Musikalische Umrahmung durch den Kleinen Chor Bozen
Musikalisch umrahmt wird die Lesung vom Kleinen Chor Bozen, der als Nachfolgeverein der Sängerriege des Turnvereins Bozen eine historische Brücke zu Perathoner bildet.
Zu beiden Veranstaltungen sind die Bürgerschaft Bozens, aber auch Interessierte aus dem ganzen Land und darüber hinaus herzlich eingeladen.
Wissenschaftliche Tagung im Oktober 2026
Besonders erfreulich ist laut den Veranstaltern auch, dass sich vom 1. bis 3. Oktober 2026 eine wissenschaftliche Tagung der Geschichte Bozens um die Jahrhundertwende bis zum Ersten Weltkrieg im Vergleich zu anderen Städten dieser Größenordnung widmen wird. Veranstaltet wird diese Tagung vom Südtiroler Kulturinstitut.
Dazu wird das Kulturinstitut getrennt einladen. Dennoch sind die Veranstaltungen insofern verschränkt, als mit Univ.-Prof. Kurt Scharr, dem wissenschaftlichen Leiter der Tagung, und Frau Professorin Gunda Barth Scalmani zwei namhafte Referenten eine Verbindung zwischen den Initiativen des Kulturinstituts und jenen des Museumsvereins darstellen.
Sonderausstellung unterstreicht Zusammenarbeit mit der Stadt
Abschließend wurde auf die gute Zusammenarbeit mit der Stadt Bozen hingewiesen. Diese werde auch durch die in kürzester Zeit realisierte Sonderausstellung unterstrichen, die im Anschluss an die Pressekonferenz eröffnet wurde.

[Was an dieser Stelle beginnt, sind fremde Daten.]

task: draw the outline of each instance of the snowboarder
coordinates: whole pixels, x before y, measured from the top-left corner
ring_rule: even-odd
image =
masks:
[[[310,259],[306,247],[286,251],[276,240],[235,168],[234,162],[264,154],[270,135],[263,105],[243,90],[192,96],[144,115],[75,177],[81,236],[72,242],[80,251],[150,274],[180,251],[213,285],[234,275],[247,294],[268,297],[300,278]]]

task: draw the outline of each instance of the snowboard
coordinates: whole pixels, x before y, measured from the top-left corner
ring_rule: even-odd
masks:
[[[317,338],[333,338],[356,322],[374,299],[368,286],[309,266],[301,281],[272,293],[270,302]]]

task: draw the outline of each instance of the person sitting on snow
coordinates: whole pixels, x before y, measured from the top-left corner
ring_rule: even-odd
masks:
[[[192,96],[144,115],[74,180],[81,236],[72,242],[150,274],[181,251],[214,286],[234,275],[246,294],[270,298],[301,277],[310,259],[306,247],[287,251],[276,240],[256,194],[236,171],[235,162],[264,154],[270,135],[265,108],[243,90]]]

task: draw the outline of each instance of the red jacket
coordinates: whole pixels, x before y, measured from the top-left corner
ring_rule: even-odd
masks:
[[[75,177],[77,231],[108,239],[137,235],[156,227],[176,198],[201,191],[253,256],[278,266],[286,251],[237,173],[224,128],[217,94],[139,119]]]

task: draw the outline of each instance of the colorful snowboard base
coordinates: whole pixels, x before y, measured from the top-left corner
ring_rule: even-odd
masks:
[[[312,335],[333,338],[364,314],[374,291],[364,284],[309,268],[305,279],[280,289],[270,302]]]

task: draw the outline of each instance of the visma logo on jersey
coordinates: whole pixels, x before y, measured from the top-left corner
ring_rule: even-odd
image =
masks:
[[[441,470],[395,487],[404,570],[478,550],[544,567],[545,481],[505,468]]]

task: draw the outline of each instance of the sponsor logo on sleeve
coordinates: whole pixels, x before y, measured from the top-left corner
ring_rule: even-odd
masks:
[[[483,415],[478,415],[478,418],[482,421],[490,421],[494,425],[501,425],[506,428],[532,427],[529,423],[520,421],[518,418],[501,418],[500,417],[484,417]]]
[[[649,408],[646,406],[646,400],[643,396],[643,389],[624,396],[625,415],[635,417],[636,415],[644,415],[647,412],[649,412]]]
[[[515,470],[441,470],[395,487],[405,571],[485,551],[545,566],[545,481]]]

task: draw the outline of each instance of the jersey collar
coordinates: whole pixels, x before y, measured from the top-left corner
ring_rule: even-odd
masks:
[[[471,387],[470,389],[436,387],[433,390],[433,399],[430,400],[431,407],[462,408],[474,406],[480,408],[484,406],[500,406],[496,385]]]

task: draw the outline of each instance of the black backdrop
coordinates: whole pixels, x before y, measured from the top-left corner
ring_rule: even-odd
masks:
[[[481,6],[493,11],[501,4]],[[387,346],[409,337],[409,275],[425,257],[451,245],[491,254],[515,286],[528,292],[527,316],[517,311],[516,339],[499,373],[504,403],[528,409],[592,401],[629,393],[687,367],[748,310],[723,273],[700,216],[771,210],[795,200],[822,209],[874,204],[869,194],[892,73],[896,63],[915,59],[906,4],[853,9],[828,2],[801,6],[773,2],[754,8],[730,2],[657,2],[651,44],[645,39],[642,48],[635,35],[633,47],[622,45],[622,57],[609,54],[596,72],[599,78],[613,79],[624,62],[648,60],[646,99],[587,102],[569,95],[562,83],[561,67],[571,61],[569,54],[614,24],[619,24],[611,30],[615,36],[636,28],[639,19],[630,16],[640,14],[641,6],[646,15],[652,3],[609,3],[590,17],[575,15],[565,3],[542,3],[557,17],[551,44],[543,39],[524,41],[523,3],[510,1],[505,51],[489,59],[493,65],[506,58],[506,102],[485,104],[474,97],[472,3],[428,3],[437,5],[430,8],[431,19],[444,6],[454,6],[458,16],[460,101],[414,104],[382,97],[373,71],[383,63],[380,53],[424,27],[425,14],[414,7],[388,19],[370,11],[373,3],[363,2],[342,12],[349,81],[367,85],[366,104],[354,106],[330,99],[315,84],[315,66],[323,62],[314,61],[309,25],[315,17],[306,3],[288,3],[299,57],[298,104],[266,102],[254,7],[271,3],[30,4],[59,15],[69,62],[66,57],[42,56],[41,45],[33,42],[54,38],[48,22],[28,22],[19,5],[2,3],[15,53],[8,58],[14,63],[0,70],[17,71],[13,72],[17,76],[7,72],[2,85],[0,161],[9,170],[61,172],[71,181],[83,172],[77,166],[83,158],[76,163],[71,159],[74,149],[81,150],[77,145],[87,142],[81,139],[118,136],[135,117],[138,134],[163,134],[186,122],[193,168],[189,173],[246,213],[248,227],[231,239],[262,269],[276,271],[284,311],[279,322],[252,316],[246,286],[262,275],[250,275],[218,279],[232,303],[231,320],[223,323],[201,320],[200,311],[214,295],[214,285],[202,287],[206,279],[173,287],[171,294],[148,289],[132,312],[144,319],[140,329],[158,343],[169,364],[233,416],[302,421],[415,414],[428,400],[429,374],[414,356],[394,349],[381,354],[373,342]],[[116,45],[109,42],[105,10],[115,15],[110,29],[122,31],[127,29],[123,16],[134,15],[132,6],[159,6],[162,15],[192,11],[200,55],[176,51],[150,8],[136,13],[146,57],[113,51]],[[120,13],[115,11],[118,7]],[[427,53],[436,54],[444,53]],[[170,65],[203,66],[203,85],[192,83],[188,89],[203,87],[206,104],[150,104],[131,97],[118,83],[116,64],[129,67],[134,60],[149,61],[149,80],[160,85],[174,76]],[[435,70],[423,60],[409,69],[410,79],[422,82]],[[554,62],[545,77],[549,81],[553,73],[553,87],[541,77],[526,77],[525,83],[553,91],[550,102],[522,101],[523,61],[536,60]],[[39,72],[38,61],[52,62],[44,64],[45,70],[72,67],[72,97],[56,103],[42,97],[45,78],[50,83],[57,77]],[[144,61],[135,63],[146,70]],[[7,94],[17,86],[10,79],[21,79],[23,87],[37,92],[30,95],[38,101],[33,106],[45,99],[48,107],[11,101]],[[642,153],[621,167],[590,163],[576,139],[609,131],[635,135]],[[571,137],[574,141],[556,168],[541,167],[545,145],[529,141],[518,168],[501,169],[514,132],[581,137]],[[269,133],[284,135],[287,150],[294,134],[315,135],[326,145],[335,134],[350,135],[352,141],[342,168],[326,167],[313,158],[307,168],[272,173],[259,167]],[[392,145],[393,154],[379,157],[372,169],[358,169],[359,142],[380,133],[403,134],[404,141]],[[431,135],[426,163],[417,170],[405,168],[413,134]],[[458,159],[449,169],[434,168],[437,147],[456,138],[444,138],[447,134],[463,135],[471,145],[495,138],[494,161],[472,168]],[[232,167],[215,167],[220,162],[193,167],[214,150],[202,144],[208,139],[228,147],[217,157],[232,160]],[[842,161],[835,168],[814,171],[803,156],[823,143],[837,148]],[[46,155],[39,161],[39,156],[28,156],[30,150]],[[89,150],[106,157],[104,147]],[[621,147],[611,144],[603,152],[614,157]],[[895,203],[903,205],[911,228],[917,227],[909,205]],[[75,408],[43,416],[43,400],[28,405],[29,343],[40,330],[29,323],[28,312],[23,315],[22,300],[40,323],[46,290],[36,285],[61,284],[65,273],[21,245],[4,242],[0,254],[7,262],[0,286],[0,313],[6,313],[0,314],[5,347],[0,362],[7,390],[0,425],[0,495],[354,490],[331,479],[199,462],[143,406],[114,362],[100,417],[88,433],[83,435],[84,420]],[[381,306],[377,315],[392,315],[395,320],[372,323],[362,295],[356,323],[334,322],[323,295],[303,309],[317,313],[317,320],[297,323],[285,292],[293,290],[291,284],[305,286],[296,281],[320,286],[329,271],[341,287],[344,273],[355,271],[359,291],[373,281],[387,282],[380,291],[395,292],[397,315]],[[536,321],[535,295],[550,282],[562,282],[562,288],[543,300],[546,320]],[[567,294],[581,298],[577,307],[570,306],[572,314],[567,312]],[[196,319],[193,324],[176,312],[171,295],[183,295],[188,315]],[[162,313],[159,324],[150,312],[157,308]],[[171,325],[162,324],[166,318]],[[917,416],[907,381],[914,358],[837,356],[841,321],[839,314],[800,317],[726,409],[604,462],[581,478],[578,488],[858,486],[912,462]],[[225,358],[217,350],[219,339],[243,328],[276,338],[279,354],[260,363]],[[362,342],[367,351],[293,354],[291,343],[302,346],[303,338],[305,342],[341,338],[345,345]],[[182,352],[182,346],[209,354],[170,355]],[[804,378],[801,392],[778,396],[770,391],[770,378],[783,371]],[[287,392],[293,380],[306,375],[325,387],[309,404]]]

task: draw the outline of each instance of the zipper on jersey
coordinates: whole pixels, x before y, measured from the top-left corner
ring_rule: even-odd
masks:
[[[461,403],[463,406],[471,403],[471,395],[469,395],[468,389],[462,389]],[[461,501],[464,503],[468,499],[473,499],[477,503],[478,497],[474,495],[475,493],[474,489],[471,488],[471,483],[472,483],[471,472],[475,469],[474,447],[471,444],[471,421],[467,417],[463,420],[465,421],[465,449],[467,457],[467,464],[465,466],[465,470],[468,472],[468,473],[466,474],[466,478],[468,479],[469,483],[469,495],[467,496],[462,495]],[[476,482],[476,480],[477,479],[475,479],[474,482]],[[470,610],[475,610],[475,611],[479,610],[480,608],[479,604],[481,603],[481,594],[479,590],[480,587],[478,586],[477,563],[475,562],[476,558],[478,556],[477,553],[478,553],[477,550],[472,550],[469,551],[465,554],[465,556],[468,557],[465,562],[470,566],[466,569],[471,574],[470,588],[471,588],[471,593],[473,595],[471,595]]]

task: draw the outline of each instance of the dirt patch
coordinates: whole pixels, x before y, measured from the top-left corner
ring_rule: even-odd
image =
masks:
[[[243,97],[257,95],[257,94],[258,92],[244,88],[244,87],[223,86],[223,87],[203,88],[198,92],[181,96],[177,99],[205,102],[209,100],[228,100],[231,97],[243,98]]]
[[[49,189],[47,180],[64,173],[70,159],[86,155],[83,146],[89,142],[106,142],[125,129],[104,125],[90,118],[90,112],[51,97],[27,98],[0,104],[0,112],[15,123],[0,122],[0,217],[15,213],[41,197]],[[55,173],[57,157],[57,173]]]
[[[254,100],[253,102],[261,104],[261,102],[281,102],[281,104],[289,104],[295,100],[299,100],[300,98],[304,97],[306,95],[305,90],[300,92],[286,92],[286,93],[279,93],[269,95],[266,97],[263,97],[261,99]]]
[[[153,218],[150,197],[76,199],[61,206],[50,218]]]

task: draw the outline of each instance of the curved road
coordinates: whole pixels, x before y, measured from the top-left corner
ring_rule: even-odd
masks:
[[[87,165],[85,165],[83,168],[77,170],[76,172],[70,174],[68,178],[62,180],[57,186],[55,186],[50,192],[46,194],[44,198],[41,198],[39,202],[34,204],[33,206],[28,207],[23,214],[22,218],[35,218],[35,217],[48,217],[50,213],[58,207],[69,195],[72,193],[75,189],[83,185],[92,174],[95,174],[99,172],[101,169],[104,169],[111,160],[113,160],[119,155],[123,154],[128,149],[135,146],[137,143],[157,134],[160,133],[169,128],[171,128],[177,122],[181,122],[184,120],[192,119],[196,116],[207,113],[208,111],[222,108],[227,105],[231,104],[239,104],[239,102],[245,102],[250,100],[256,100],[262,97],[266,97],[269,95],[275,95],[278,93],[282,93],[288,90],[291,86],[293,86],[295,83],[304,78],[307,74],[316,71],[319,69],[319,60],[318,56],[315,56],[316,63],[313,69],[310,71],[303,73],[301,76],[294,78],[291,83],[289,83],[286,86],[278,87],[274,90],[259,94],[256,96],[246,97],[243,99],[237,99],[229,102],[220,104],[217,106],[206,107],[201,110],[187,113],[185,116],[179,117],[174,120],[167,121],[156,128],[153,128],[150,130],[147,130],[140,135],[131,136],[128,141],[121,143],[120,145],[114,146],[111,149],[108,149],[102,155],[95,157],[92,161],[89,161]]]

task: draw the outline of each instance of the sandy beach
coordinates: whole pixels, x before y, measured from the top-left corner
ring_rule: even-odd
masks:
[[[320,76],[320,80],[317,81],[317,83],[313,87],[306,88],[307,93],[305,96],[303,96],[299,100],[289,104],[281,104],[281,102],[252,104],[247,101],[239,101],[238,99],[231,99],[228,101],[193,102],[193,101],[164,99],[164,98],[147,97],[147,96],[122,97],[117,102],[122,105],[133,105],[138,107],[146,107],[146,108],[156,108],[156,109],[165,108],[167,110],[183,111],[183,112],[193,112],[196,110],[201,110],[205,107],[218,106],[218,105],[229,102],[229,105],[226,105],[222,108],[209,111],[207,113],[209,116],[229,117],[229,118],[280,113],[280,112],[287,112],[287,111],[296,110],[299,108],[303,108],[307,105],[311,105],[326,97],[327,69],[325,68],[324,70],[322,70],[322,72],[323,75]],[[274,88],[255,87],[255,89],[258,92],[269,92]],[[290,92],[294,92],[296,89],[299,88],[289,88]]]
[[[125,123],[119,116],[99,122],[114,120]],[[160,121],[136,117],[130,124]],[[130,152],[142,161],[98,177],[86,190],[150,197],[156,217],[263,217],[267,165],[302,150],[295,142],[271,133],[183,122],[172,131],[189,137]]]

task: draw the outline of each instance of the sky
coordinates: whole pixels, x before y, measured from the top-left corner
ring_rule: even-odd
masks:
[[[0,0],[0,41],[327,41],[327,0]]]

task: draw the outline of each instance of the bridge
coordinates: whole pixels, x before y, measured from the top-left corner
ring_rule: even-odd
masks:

Erinnerung an eine prägende Persönlichkeit der Stadtgeschichte
Mit den vorgestellten Initiativen soll dem 100. Todestag des letzten deutschen Bürgermeisters von Bozen in würdiger Form gedacht werden. Zugleich bieten die Veranstaltungen die Gelegenheit, sich eingehend mit Leben, Wirken und Vermächtnis von Julius Perathoner auseinanderzusetzen und seine historische Bedeutung für Bozen über Sprachgrenzen hinweg neu ins Bewusstsein zu rufen.